I'm considering purchasing a new property which will have roughly 2 acres of land. Fencing has been my biggest problem over the years and I'm running into that problem again looking for more land. 

In the past for enclosures I've used horse wire fencing which they always bust through so that's definitely ruled out from past trial and error. More recently I've used cinder blocks which are ok but come with their own problems. If I stack them 2 high my big boys knock it over. Stacked 3 high it lasts longer but eventually after digging near the borders they come toppling over as well and for 2 acres that is a pricey option anyways. 

Right now I'm leaning towards a heavy gauge chain link fence with wood planks to block their view from seeing through on the bottom about 2 ft. Ideally I'd love to have about a 2-3 ft concrete base with iron rod fencing but that price quote was outrageous. 

What do you guys use for fencing? What has worked and hasn't worked in your experience? Post pics of what has worked for you!


----------



## Yvonne G (May 23, 2016)

Chain link is pretty expensive too. In fact if you plan to fence the whole 2 acres, it WILL be expensive no matter what you use.

My fence of choice is corral boards. My lumber yard sells them for $10 a board. They're appx. 3/4"x5.5"x16'. If you put the boards on the inside of the posts the tortoise can't push the boards off the posts. My 110.lb sulcata never tries to climb his fence and it is three boards high. 




I used this type of lumber because it was what I had on hand. I'm a wood scavenger/hoarder. So all my tortoise yards have been built with used lumber. That was appx. 20 years ago. The posts are pretty rotten and the boards are starting to pull away from the nails. So I'll be in your shoes soon - needing to re-fence all my tortoise yards.


----------



## Arizona Sulcata (May 23, 2016)

I know chain link is expensive as well but it's a major improvement cost wise over what I really want. I know whatever I choose will be expensive being 2 acres, I have realistic expectations. I have about $10k budgeted for the fencing but would obviously like to figure out something cheaper but have it still work effectively. 

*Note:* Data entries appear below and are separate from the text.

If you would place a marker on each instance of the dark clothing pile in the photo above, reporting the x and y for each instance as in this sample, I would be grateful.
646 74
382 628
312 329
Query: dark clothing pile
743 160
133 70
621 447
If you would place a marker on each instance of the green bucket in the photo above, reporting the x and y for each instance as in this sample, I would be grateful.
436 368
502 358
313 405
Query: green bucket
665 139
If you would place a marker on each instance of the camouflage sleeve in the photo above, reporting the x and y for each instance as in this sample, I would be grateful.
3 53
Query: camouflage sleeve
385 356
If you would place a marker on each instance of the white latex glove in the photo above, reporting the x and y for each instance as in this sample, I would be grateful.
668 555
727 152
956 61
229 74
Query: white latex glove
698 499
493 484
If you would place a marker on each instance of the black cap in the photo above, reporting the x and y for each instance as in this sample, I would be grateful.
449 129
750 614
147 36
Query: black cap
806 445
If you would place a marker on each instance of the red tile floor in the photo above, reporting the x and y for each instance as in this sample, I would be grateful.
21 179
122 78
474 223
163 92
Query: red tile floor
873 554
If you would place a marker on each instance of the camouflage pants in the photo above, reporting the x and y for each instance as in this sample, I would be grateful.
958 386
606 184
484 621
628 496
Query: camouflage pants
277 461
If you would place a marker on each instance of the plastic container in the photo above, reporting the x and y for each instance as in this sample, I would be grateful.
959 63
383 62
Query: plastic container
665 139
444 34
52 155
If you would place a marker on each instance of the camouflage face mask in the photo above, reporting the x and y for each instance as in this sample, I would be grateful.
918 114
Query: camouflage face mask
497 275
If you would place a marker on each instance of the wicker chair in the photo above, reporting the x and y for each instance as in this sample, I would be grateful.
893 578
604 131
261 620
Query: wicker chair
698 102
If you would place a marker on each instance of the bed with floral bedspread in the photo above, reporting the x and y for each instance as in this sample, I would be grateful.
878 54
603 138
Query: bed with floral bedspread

Awesome! Not a bad idea, it would be easy to replace problem areas with that type of fencing too. Thank you!


----------



## Jacqui (May 23, 2016)

How about using the metal roof panels?


----------



## Gillian M (May 23, 2016)

It's now 10.45 pm here. 

Good night and sweet dreams everyone.


----------



## Arizona Sulcata (May 23, 2016)

Jacqui said:


> How about using the metal roof panels?



I don't know why I haven't thought of that! A bit pricey but very functional and I like the look. I've been search google for pics and I'm really liking what I see. I have a new front runner, THANK YOU!!


----------



## TortoiseWarrior (May 27, 2016)

Good ideas.


----------